Le Japon se fait l’usage permanent de l’expérience du mouvement du corps dans l’espace architectural, celle de la déambulation dans l’espace urbain de la ville, ou dans l’utilisation d’éléments architecturaux qui favorisent les cheminements et qui constituent de véritables parcours kinesthésiques (kôtei). Car l’espace urbain vécu associe des vues, des événements à chacun des détours du parcours urbain de la ville phénoménologique. L’architecte Itô Toyô qualifie la ville contemporaine en terme de « phénoménalité » ou comme phénomène extérieur.
« Le flux des formes des diverses énergies et informations a augmenté dans une proportion gigantesque et ce type de flux invisible tend à dominer l’espace public. Cependant, il n’est pas question de créer l’image d’un espace d’information puisque le flux de l’information ne se manifeste pas par un réseau physique. L’espace urbain devient donc inévitablement phénoménologique, dans la mesure où le flux d’objets électroniques, qui comprend l’information s’accroît continuellement. Une ville phénoménologique de lumière, de sons et d’images, qui se superpose à l’espace urbain. Cette ville comme phénomène prend diverses apparences depuis les espaces créés par des lumières et des images jusqu’aux espaces abstraits tissés par des signes, qui entrent dans la catégorie des médias. La ville phénoménologique est composée d’effets éphémères générés par les flux numériques invisibles. Si la partie de la ville tangible est supprimée, le réseau d’énergies et le flux numérique, qui manipulent ces illusions, deviendraient sans doute apparents[8] ».

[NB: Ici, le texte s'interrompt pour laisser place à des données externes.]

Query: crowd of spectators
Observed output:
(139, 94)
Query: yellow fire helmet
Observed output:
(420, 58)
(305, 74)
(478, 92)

Que ce soit dans l’espace urbain ou dans l’espace de l’architecture, la succession d’événements dans la profondeur de l’espace est nécessaire à l’individu pour éveiller ses sens. Le parcours définit chaque espace en orientant le corps et le regard dans différents sens par une approche « psychosensorielle » de l’architecture. De la complexité des parcours naît la profondeur de l’espace : l’espace définit un parcours, qui amène dans les profondeurs sacrées et qui permet de créer la sensation d’être coupé du monde en pleine ville. L’architecture peut recréer le mystère, l’imprévisibilité de la ville, car c’est par le parcours à travers les corps que s’instaurent les notions d’intériorité et d’intimité : « La géométrie génère le mouvement, incite les individus à avancer et à s’arrêter, à monter et à descendre. Elle manipule la densité de la lumière et la sculpte en accumulant le noir derrière elle, et en modelant la présence de la lumière dans l’espace[9] ». Véritable architecture corporelle, qui a nécessairement un effet sur le corps comme dans l’espace du pavillon de thé : la porte trop basse oblige à baisser la tête, la plinthe du seuil exagérément haute contraint à lever la jambe. L’obstacle est délibérément un prétexte au détour, de même que la butée à double direction implique un choix.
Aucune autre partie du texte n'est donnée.